What is a loadbox?

What is a loadbox?

In the normal use of a tube amplifier, it is highly recommended that you always connect its power output to a speaker cabinet prior to powering it up. The speaker cabinet (2, 4, 8 or 16 Ohms) must always be connected to the corresponding speaker output of your amplifier. Not doing so can lead to partial or complete destruction of the output stage of the tube amplifier.

Most tube amplifier makers protect their products with fuses or other protection systems, but some amplifiers still remain not or insufficiently protected. It is impossible to predict the behavior of all the amplifiers on the market in case of use without a load (a speaker cabinet or a loadbox).

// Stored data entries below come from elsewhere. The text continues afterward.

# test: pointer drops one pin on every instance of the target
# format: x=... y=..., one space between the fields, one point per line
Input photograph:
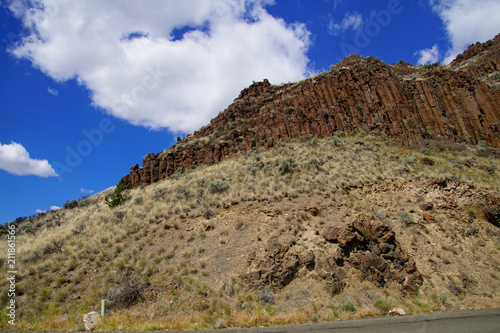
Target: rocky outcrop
x=410 y=105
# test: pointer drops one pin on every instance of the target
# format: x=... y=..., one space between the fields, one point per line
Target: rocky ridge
x=406 y=104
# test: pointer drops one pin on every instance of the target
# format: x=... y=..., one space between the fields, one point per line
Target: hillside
x=368 y=187
x=338 y=228
x=411 y=105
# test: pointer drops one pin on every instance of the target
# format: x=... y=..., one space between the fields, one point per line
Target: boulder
x=397 y=312
x=266 y=296
x=331 y=234
x=427 y=206
x=90 y=320
x=428 y=217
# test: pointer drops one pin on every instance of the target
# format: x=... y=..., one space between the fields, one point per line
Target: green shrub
x=348 y=306
x=71 y=204
x=409 y=160
x=426 y=151
x=455 y=163
x=334 y=141
x=287 y=165
x=117 y=198
x=405 y=216
x=383 y=305
x=218 y=186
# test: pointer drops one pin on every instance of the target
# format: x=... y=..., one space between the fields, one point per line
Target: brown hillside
x=410 y=105
x=336 y=228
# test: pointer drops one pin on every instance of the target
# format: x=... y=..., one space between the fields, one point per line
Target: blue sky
x=87 y=88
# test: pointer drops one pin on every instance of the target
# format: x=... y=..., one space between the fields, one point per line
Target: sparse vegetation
x=185 y=250
x=117 y=198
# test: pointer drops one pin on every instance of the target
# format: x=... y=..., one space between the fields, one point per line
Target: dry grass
x=183 y=240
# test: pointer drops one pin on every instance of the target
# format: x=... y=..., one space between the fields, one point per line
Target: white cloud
x=16 y=160
x=85 y=191
x=467 y=22
x=125 y=53
x=53 y=91
x=428 y=56
x=351 y=21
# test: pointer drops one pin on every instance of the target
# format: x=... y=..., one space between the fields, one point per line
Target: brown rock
x=359 y=92
x=427 y=161
x=331 y=234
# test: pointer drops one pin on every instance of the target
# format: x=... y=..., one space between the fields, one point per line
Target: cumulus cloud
x=53 y=91
x=16 y=160
x=351 y=21
x=86 y=191
x=467 y=22
x=428 y=56
x=162 y=64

The electronic term that describes the speaker cabinet with respect to the amplifier is the "load": we say the cabinet "loads" the amplifier. The term "loadbox" fits any product that embeds an electronic load. The main parameter of the loadbox is its impedance, expressed in Ohms. An 8-Ohm loadbox must be plugged to the 8-Ohm speaker output of the amplifier.

The power sent to the load is turned into heat, so please follow the cooling recommendation of the loadbox otherwise overheating may cause damage, both to the loadbox and to the amplifier. The Torpedo Reload, Live, Studio and Captor are loadboxes. This term indicates that these products feature a load which can electrically replace the speaker cabinet while dissipating (transforming into heat) the power coming out of the amplifier.

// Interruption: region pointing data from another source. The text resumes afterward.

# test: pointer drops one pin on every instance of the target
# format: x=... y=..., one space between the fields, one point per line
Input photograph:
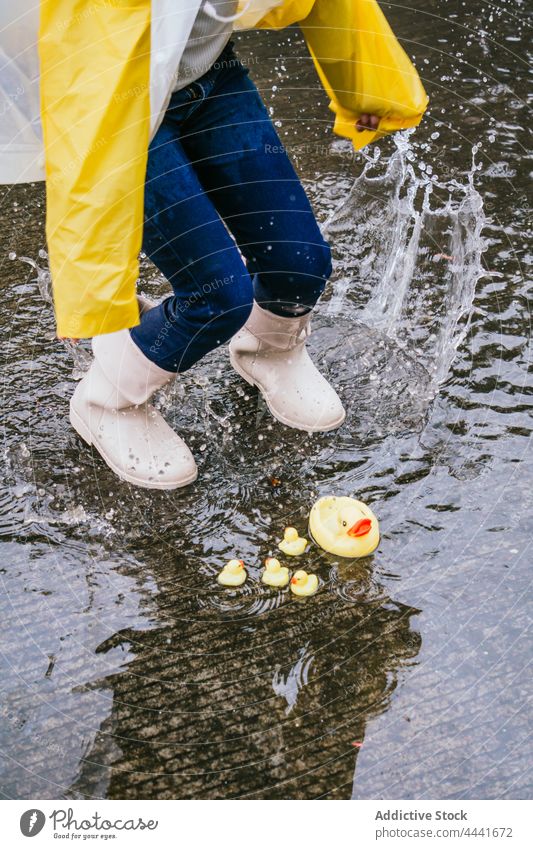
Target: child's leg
x=185 y=238
x=250 y=179
x=248 y=176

The embedded load in the Torpedo products is reactive: it embeds a specific circuit to simulate the complex impedance of a real speaker. This kind of system is widely used in the industry to silently test amplifiers.

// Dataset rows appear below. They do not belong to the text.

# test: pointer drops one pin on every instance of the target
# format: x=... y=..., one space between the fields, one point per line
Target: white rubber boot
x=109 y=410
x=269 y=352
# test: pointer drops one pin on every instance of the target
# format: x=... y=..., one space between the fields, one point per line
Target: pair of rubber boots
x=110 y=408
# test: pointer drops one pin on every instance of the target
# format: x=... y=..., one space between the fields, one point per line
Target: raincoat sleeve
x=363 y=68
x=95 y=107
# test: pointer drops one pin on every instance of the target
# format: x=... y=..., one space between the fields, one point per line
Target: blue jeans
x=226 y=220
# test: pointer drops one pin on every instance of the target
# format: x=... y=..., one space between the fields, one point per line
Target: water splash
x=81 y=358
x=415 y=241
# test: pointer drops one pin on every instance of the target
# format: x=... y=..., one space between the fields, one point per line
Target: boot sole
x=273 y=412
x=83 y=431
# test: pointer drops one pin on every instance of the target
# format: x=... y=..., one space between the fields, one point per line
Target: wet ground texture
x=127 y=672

Is the use of a loadbox totally silent?

We usually talk about "silent recording" when a loadbox is involved. If we compare the loadbox solution to a traditional cabinet miking solution, it is obviously several orders of magnitude quieter, but you will still experience some minor sounds, noises, that have to be taken into account:

  • Your guitar or bass strings can be heard. This is obvious, but it can be disturbing, depending on your environment.
  • You may hear some noise coming out of your Torpedo when playing, like there is a tiny speaker inside the box. This is perfectly normal and there is no reason to worry. The sound is produced when power goes through the coil of the reactive load embedded on the Torpedo. The vibration is related to what power comes out of the amplifier connected to the Torpedo and to the signal’s frequency content (notes played are heard). Your amplifier may also produce similar noise, at the output transformer’s level. Such noise is usually not heard, simply because it is normally overcome by the sound coming from the loudspeaker.
  • The Torpedo embeds a fan, as there is quite a lot of power dissipated into heat inside the box. We selected a so called "silent fan", but as it is running fast, it is never entirely silent. This said, you can consider that, in normal use (hearing your guitar through monitors, or headphones), you can barely hear that fan.

Care should be taken when using a loadbox

The correct use of your amplifier with a loadbox requires some precautions. Because of the fact that you may
be playing "silently," it is much easier to accidentally run your amplifier beyond the reasonable limits set by the
manufacturer than when you are using an actual speaker cabinet. This can lead to faster tube wear and, in
some cases, to more serious inconveniences.

Keep in mind that the "sweet spot" — the perfect running point of the amplifier, the one that will give you the
tone you are looking for—is rarely obtained atmaximum volume. In addition, the volume control of the amplifier
is usually logarithmic, which means that the volume goes up quickly on the first half of the potentiometer’s
rotation, reaches its maximum at 12 o’clock, and will not change much beyond that point. Therefore, you can
reach the maximum volume of your amplifier even if the volume potentiometer is not set at maximum.

By reaching the maximum output power of your amplifier, you will hear a lot of distortion, which may not
sound as good as you could hope. In fact, most amplifiers do sound rather poorly at maximum volume. Always
keep in mind that your amplifier may not have been conceived to be used at maximum volume for a long
time. Running an amplifier at high volume will cause premature wear of the tubes and possible malfunctions or
damages at the output stage.

  • When first testing the amplifier at high volume, monitor the color of the tubes and the general state of the amplifier. Red-glowing tubes or any appearance of smoke are signs of a problem that may result in partial or complete destruction of the amplifier.
  • The fact that the volume control of your amplifier is not set at maximum doesn’t mean your amplifier is not running at maximum volume. A good habit is to keep the usual volume setup you would use in rehearsal or on stage, rather than just following what the volume potentiometer indicates.